Last week we held a Special Board Meeting to hear an update on the implementation of our approved Fiscal Solvency Plan. We learned instead that there is 1) a problematic lack of clarity on the scope of our deficit and 2) stalled action on implementing the plan. I want to be direct: our district is facing a fiscal crisis that demands immediate, disciplined, and transparent action. 

We are at a crossroads, and the way we have done things is not an option. The Board is taking these actions:

  • Our newly established Board Budget Committee will work closely with our external fiscal experts and SCUSD staff to provide a single source of truth regarding our deficit and planned actions. We will not make guesses; we will make data-driven decisions.
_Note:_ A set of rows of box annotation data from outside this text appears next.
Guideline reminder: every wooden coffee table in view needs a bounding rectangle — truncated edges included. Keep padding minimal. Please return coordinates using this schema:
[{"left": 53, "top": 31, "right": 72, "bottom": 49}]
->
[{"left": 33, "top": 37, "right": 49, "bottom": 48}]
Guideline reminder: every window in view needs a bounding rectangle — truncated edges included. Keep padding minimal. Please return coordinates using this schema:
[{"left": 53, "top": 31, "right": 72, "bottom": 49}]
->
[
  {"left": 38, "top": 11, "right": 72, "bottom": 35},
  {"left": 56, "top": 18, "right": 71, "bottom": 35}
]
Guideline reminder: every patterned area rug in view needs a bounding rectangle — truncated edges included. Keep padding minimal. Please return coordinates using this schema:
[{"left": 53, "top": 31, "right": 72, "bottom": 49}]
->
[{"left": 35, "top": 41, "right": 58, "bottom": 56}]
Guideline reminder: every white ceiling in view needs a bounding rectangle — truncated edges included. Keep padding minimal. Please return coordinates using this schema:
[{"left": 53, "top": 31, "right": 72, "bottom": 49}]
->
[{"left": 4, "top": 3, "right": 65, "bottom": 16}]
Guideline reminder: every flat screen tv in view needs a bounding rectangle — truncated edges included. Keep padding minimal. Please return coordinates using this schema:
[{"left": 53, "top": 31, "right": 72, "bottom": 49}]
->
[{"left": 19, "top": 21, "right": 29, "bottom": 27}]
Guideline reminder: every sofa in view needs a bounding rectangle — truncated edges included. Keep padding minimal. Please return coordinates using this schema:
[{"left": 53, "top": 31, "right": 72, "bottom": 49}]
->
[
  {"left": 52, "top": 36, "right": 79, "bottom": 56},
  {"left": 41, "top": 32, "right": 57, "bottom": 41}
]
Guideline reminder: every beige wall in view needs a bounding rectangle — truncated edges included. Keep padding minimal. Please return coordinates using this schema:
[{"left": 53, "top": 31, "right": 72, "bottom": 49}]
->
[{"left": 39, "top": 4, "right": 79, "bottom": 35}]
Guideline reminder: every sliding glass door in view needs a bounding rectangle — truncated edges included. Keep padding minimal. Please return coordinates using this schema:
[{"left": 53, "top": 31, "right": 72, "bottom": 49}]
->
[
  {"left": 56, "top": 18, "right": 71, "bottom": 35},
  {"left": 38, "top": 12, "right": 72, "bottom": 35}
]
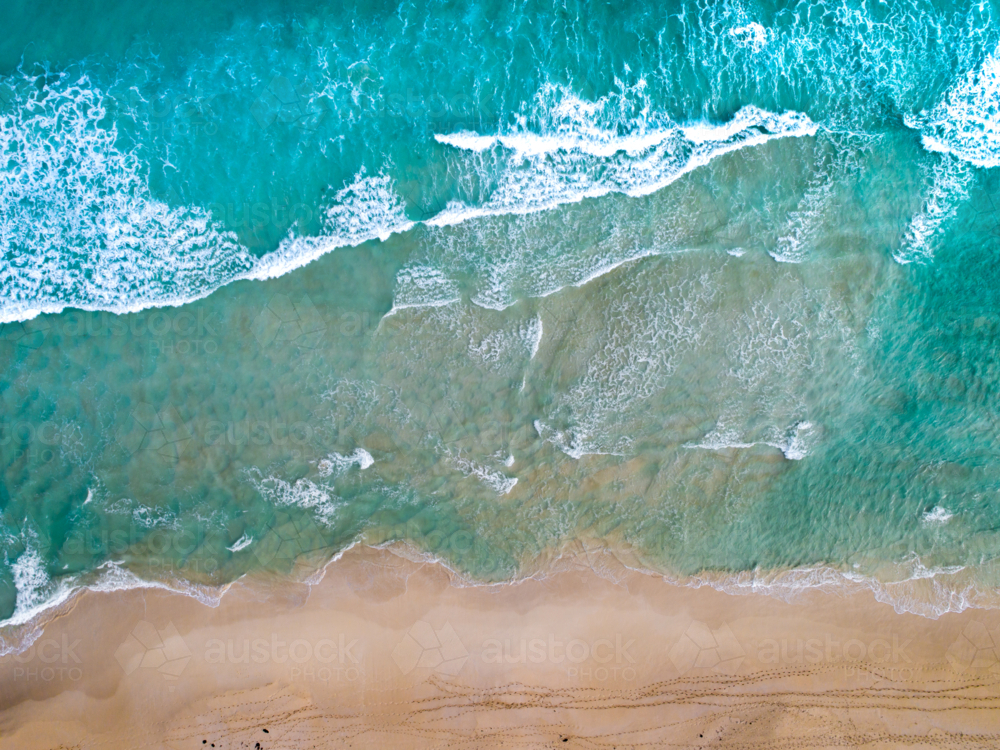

  • We are agendizing monthly updates on the implementation of the Fiscal Solvency Plan at regular Board meetings to track exactly how each action is closing the deficit. We will continue to hold these difficult conversations in the public eye. You deserve to hear the same information we hear, in real-time. 

Our District is currently navigating several critical hurdles. There are no excuses, but there are reasons. We have systemically poor budgeting practices. We increase spending without evaluating the impact on the full budget. We overly rely on contracts and have not adhered to a strict approval process with appropriate oversight. We’ve had changes in our fiscal leadership, which has resulted in differing narratives from different leaders. Our decision making is often based on default positions and incomplete data, rather than reconsidering what is needed in our current moment and moving in a new direction. The Fiscal Solvency Plan approved in November has not been implemented with urgency, consistency, or clarity these last three months. These reasons are the fault of a broken system, not one person; ultimately all of us are responsible and all of us must be part of the solution.

The threat of state intervention is real. The Board expects district staff to work with exceptional urgency to 1) provide a clear number for where the budget stands currently and 2) regular updates on the cost-savings that are being operationalized from the Fiscal Solvency Plan. Anything short of meeting that expectation is unacceptable.

Our primary objective right now is to maintain local control of our schools and our budget. To do that, we must make hard choices that will keep us out of state receivership—a process that would strip our community of its voice and hand decision-making power to state-appointed administrators. We are committed to making the hard calls now before an outside appointee has to make them.

We value your patience and your presence at our upcoming meetings, as we work to move this district towards the schools and education our students deserve.